De toepasselijke wetsartikelen.
De artikelen:
- 24c, 33, 33a, 36b, 36c, 36f, 37a, 37b en 287 van het Wetboek van Strafrecht;
Beslissing.
De rechtbank,
verklaart niet wettig en overtuigend bewezen dat verdachte het hem bij dagvaarding primair telastgelegde heeft begaan en spreekt hem daarvan vrij;
verklaart in voege als overwogen wettig en overtuigend bewezen, dat verdachte het bij dagvaarding (impliciet) subsidiair telastgelegde feit heeft begaan en dat het bewezene uitmaakt:
Doodslag;
verklaart het bewezene en verdachte deswege strafbaar;
veroordeelt verdachte te dier zake tot:
gevangenisstraf voor de duur van 8 jaar;
bepaalt, dat de tijd, door verdachte vóór de tenuitvoerlegging van deze uitspraak in verzekering en voorlopige hechtenis doorgebracht bij de uitvoering van de opgelegde gevangenisstraf geheel in mindering zal worden gebracht;
in verzekering gesteld op: 29 juni 2001
in voorlopige hechtenis gesteld op: 2 juli 2001
gelast de terbeschikkingstelling van verdachte;
beveelt dat de ter beschikking gestelde van overheidswege zal worden verpleegd
verklaart onttrokken aan het verkeer de blijkens de aan dit vonnis gehechte Beslaglijst inbeslaggenomen voorwerpen, genummerd 1, 2, 6, 11, 13 en 14;
verklaart verbeurd de blijkens de aan dit vonnis gehechte Beslaglijst inbeslaggenomen voorwerpen, genummerd 3, 4, 5, 8, 22 en 23;
gelast de teruggave aan verdachte van de blijkens de aan dit vonnis gehechte Beslaglijst inbeslaggenomen voorwerpen, genummerd 12, 15, 16, 17, 18, 19, 20 en 21;
gelast de bewaring ten behoeve van de rechthebbende van de blijkens de aan dit vonnis gehechte Beslaglijst inbeslaggenomen voorwerpen, genummerd 7, 9 en 10;
wijst de vordering tot schadevergoeding van de benadeelde partij [benadeelde partij1] gedeeltelijk toe en veroordeelt verdachte voorts:
om tegen behoorlijk bewijs van kwijting te betalen aan [benadeelde partij1], wonende te [woonplaats], [adres], een bedrag van € 2.456,35,--, met veroordeling tevens in de proceskosten door de benadeelde partij gemaakt, tot deze uitspraak begroot op nihil, en ten behoeve van de tenuitvoerlegging nog te maken;
bepaalt dat de benadeelde partij [benadeelde partij1] voor het overige niet ontvankelijk is in zijn vordering tot schadevergoeding;
bepaalt dat de benadeelde partijen [benadeelde partij2], [belanghebbende3], [benadeelde partij4],
[benadeelde partij5], [benadeelde partij6], [benadeelde partij7], [benadeelde partij8], [benadeelde partij9], [benadeelde partij10], [benadeelde partij11], [benadeelde partij12], [benadeelde partij13],
[benadeelde partij14] niet ontvankelijk zijn in hun vorderingen tot schadevergoeding;
verklaart niet bewezen hetgeen aan verdachte bij dagvaarding meer of anders is telastgelegd dan hierboven is bewezen verklaard en spreekt verdachte daarvan vrij.

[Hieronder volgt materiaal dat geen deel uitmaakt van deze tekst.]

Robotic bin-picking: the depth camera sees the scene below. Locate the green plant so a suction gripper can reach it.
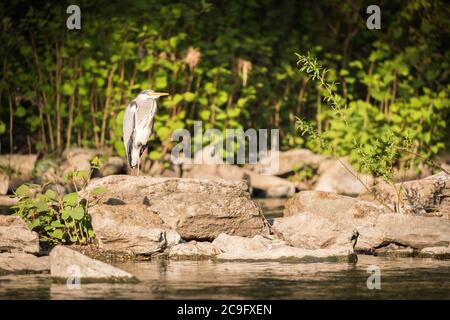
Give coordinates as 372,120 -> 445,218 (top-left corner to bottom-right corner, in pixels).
296,54 -> 448,210
13,158 -> 107,246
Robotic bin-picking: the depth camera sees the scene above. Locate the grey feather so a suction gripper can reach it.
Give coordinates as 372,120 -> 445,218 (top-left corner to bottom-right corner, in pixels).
123,101 -> 137,166
123,96 -> 157,168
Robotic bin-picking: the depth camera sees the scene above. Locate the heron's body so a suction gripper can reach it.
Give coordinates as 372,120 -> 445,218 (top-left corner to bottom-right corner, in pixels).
123,90 -> 167,172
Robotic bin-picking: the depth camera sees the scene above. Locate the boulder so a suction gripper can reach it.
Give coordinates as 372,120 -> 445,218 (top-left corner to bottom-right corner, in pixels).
149,161 -> 182,178
357,213 -> 450,250
358,172 -> 450,219
314,158 -> 374,195
273,191 -> 450,252
213,234 -> 356,262
245,171 -> 295,198
0,195 -> 19,215
0,215 -> 39,253
183,164 -> 249,181
98,157 -> 127,177
273,191 -> 383,249
82,175 -> 269,242
89,205 -> 181,255
169,240 -> 220,260
0,252 -> 50,274
50,246 -> 135,282
418,247 -> 450,259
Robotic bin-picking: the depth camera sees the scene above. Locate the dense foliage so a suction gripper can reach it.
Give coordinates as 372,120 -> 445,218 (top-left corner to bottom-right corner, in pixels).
0,0 -> 450,166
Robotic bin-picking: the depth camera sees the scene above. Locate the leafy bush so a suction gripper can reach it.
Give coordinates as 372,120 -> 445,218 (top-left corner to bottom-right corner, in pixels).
13,158 -> 107,246
0,0 -> 450,168
297,54 -> 448,210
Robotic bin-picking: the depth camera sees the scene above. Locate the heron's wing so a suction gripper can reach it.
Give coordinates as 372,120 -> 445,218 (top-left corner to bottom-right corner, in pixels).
136,99 -> 157,155
136,99 -> 157,132
123,101 -> 138,165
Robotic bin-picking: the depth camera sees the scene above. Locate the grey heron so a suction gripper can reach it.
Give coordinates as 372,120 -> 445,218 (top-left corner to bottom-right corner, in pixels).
123,90 -> 169,175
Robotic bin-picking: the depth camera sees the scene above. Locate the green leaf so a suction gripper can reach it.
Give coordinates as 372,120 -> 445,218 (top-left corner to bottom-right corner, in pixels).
155,76 -> 167,89
50,220 -> 64,228
200,110 -> 211,121
61,82 -> 74,96
35,201 -> 48,213
93,187 -> 109,195
15,184 -> 30,198
61,209 -> 72,220
71,207 -> 84,220
28,218 -> 41,230
50,229 -> 64,240
63,192 -> 78,207
184,92 -> 195,102
14,106 -> 27,118
44,189 -> 56,200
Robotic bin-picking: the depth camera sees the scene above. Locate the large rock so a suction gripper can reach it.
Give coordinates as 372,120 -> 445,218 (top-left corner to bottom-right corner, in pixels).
169,240 -> 220,260
359,172 -> 450,219
246,171 -> 295,198
183,164 -> 249,181
99,157 -> 127,177
249,149 -> 326,176
314,158 -> 374,195
213,234 -> 356,261
273,191 -> 450,252
84,175 -> 269,242
0,215 -> 39,253
273,191 -> 383,249
50,246 -> 134,281
0,252 -> 50,274
89,205 -> 181,255
357,213 -> 450,250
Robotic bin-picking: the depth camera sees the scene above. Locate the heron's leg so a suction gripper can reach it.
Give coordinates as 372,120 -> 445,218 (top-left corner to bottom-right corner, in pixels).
138,157 -> 141,177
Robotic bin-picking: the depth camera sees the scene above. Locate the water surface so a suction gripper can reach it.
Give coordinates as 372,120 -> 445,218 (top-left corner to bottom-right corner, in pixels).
0,255 -> 450,299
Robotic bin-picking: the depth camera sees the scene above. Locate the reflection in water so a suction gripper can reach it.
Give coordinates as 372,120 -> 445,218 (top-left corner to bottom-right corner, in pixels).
0,256 -> 450,299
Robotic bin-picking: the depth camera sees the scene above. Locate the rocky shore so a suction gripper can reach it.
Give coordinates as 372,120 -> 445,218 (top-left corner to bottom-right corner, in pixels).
0,150 -> 450,281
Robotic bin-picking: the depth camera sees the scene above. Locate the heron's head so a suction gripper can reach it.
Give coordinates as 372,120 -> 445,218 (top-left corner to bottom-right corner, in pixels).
138,89 -> 169,100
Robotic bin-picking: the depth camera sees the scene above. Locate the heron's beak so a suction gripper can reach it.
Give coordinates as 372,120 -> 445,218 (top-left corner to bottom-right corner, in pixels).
148,92 -> 169,99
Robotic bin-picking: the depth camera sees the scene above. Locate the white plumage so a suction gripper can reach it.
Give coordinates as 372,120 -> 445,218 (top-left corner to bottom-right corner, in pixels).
123,90 -> 168,174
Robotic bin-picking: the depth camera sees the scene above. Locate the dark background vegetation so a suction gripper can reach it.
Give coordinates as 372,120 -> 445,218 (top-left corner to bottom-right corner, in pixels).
0,0 -> 450,168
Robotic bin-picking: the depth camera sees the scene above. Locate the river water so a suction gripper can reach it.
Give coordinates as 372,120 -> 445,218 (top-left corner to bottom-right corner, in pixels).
0,256 -> 450,299
0,199 -> 450,299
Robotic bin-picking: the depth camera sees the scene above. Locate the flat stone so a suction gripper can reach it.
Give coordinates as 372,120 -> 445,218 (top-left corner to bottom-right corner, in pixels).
50,246 -> 135,282
213,234 -> 357,262
0,215 -> 39,253
169,240 -> 220,260
0,252 -> 50,274
82,175 -> 269,243
314,158 -> 374,195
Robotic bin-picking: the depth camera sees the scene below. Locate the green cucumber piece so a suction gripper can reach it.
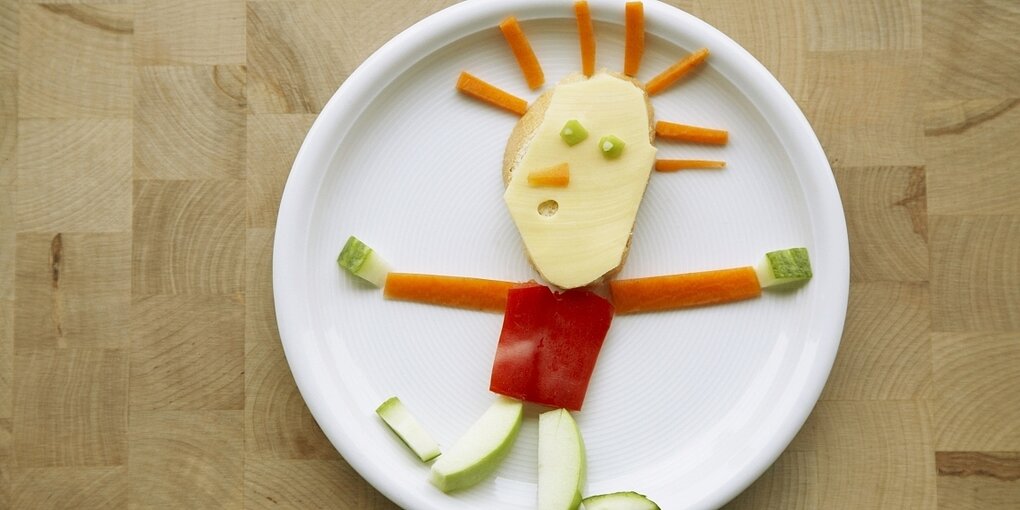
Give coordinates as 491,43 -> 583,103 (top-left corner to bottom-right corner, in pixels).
580,492 -> 659,510
599,135 -> 627,159
560,118 -> 588,147
337,236 -> 391,288
375,397 -> 440,462
757,248 -> 811,289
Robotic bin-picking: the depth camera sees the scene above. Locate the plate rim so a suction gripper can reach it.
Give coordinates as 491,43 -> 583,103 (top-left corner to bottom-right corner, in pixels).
272,0 -> 850,507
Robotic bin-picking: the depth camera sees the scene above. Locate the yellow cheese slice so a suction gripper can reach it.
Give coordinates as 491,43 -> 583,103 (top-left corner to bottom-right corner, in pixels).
503,73 -> 656,289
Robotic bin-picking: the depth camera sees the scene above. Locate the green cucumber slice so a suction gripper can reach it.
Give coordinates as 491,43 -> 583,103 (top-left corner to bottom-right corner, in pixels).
337,236 -> 392,288
757,248 -> 811,289
580,492 -> 659,510
375,397 -> 440,462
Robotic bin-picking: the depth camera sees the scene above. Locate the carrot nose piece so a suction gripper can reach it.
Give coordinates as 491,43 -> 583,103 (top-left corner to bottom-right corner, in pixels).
527,162 -> 570,188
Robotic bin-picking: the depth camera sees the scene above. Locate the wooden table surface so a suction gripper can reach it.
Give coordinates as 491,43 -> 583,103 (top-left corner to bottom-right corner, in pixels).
0,0 -> 1020,509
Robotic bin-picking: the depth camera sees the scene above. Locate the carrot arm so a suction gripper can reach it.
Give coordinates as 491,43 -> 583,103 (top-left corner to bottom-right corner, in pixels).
457,72 -> 527,115
645,48 -> 708,96
655,159 -> 726,171
500,16 -> 546,91
574,0 -> 595,77
383,272 -> 520,313
655,120 -> 729,145
609,266 -> 762,313
623,2 -> 645,77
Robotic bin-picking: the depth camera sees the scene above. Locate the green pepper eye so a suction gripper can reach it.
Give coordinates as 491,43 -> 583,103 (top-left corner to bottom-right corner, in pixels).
560,119 -> 588,147
599,135 -> 627,159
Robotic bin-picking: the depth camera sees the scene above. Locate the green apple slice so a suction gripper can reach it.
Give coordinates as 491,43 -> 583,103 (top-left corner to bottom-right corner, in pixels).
431,396 -> 524,493
337,236 -> 391,288
375,397 -> 440,462
757,248 -> 811,289
581,492 -> 659,510
539,409 -> 585,510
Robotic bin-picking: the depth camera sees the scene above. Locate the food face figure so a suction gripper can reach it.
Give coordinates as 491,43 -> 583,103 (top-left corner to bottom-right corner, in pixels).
338,1 -> 811,509
504,72 -> 656,289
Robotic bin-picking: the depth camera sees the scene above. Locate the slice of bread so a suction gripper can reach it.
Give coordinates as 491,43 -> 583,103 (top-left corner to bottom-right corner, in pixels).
503,69 -> 655,285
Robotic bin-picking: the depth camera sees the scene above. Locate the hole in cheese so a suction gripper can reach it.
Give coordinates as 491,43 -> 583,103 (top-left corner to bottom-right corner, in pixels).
539,200 -> 560,216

Beslissing schadevergoedingsmaatregel.
Legt aan verdachte op de verplichting tot betaling aan de staat van een bedrag groot € 2.456,35 ten behoeve van het slachtoffer genaamd [benadeelde partij1];
bepaalt dat in geval noch volledige betaling noch volledig verhaal van het verschuldigde bedrag volgt - onder handhaving van voormelde verplichting - vervangende hechtenis zal worden toegepast voor de duur van 37 dagen;
bepaalt dat voldoening van de ene betalingsverplichting de andere doet vervallen;
Dit vonnis is gewezen door
mrs Quadekker, voorzitter,
Wattel en Goudswaard, rechters,
in tegenwoordigheid van Van Bezooijen, griffier,
en uitgesproken ter openbare terechtzitting van deze rechtbank van 15 juli 2001.
Mr Goudswaard is buiten staat dit vonnis te ondertekenen.